LR-301g · Module 1
Monte Carlo Simulation for Risk
4 min read
Monte Carlo simulation runs thousands of random scenarios through your risk model to produce a probability distribution of total outcomes. Each simulation randomly samples from the frequency and impact distributions of each risk, calculates the total loss for that scenario, and records the result. After ten thousand simulations, the aggregate results show the probability distribution of total annual risk exposure — including scenarios where multiple risks materialize simultaneously.
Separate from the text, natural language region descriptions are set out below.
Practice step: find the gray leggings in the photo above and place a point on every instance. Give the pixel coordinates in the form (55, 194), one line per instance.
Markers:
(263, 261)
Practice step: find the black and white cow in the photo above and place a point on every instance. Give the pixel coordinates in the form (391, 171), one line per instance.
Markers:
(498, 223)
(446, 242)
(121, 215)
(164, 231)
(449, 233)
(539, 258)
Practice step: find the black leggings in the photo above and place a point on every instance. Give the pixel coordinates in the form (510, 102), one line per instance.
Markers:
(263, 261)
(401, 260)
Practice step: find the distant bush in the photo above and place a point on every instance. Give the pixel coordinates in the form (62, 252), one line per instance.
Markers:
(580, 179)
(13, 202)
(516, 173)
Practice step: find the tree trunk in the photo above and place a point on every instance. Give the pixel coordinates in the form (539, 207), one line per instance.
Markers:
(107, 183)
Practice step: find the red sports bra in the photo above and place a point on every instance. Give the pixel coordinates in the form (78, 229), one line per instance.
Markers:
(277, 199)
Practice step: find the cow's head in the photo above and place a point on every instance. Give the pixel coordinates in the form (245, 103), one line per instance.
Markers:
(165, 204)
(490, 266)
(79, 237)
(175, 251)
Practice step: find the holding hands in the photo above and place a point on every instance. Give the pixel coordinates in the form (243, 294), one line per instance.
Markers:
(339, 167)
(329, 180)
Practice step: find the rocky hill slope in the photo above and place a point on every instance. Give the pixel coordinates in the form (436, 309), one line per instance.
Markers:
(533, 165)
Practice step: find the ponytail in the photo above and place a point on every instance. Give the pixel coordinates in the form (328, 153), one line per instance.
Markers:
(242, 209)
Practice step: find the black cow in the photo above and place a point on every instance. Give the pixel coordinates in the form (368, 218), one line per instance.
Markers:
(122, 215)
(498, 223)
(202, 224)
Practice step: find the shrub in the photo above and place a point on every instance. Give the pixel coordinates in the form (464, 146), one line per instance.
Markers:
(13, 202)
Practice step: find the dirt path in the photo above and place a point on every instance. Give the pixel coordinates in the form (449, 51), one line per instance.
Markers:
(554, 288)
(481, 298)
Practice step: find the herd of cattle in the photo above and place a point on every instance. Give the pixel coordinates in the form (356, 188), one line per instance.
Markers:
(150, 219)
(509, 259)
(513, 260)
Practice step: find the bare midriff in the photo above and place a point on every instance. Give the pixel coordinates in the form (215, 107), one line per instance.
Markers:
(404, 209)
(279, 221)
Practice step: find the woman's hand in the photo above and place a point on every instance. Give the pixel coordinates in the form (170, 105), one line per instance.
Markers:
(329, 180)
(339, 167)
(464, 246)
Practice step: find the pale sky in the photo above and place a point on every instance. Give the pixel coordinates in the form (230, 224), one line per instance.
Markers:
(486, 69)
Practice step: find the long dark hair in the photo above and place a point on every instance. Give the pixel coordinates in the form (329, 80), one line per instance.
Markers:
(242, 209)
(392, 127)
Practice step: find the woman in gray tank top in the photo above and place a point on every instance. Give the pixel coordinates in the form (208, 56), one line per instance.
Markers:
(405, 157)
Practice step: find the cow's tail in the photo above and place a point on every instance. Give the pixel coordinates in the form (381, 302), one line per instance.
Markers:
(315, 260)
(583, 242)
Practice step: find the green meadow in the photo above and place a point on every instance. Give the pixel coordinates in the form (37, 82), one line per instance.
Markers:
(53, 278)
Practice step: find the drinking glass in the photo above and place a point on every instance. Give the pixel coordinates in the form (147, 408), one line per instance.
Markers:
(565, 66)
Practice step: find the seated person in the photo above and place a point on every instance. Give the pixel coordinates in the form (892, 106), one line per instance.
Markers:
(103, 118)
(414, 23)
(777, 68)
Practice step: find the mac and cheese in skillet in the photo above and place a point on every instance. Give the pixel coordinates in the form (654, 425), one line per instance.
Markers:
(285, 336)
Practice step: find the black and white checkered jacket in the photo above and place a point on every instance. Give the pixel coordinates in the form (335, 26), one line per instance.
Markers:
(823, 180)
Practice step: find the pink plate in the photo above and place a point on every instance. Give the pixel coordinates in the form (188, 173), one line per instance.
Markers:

The power of Monte Carlo is in tail risk visibility. The expected loss — the average across all simulations — tells you the most likely outcome. The 95th percentile tells you the outcome you should be prepared for. The 99th percentile tells you the outcome that keeps the CFO awake. Simple expected value calculations hide these tail scenarios. Monte Carlo reveals them.
Do This
- Run at least 10,000 simulations for stable results — fewer simulations produce unstable distributions
- Model risk correlations — risks that tend to materialize together produce correlated tail events that independent modeling underestimates
- Present results as cumulative probability curves — the decision-maker sees the probability of exceeding any given loss level
Avoid This
- Report only the expected value from Monte Carlo — the expected value hides the tail risk that Monte Carlo is designed to reveal
- Assume risks are independent when they are correlated — a data breach may trigger both regulatory fines and client indemnification simultaneously
- Run Monte Carlo without validating the input distributions — garbage in, garbage out applies to simulation as forcefully as to any other analysis. [RISK]: Overconfident input distributions produce underconfident results.